I traced my own loop on the plan against scuffs and polished points, then traced the older one from the scratches, signatures, and sightlines. They overlay more than they should. The metals don’t matter as much as the hand to the rail, the shoulder to the corner, the eye through that run of marks. Even when I drove screws into the east sill, the sense of order here didn’t shift; when I set a ladder across the hall for an hour earlier tonight, the settling noises changed shape. The ladder broke the route, not the wall.

If the house’s continuity rides on a sequence, the interruption point should be where the sequence constricts.
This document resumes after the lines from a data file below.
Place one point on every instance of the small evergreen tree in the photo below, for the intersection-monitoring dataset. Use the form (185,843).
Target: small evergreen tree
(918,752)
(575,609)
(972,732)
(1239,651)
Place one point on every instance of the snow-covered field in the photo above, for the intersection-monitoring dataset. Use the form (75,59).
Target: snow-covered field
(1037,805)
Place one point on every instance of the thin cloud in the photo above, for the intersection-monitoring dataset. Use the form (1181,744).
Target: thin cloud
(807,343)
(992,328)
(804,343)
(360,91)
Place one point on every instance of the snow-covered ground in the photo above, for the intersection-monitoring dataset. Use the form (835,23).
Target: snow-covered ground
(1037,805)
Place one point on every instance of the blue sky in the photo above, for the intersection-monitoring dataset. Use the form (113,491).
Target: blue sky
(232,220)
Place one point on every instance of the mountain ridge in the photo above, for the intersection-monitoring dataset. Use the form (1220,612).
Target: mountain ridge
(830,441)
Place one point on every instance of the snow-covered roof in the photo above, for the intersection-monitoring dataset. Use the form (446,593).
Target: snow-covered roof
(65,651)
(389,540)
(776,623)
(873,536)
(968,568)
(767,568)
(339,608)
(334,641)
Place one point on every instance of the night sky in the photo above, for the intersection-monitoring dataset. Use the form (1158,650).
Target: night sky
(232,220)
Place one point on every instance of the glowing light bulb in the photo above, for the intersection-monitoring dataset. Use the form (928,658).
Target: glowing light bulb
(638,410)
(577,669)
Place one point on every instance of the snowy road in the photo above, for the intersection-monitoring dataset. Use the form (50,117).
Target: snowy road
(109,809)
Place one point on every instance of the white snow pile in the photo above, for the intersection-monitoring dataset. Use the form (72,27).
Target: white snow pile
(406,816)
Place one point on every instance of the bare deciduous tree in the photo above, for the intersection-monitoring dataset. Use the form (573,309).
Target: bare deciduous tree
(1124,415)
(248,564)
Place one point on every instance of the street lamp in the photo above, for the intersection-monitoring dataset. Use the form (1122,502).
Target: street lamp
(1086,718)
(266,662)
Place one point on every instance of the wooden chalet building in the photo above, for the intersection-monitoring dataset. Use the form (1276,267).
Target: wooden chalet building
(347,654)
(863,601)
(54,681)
Here, that’s the second-floor turn between the newel post and the plaster return, where everyone rubs the same four inches of rail. The mark cluster, the witness station, and the observation line all converge on that turn, but it’s the repeated route that keeps them alive. The practical target is the pinch, not the plank.

I pulled the heavy sawhorse to the base of the stair and set a level across the first two treads. I chalked a new number on the fifth riser to split the count, and I laid wedges beside the landing to lift the seventh tread a hair out of plane. If I change the count and the angle at the tightest turn, the route fails even if the wood remains. I haven’t fixed anything in place yet. I want one more look in daylight, and I want to mark the observation line from the parlor corner with a string to be sure I’m not fouling the wrong seam.

I can feel the shape of it more than I can describe it: not a trap, not a charm—just a break in a habit the house has taught. Every system has a place where repetition matters more than material.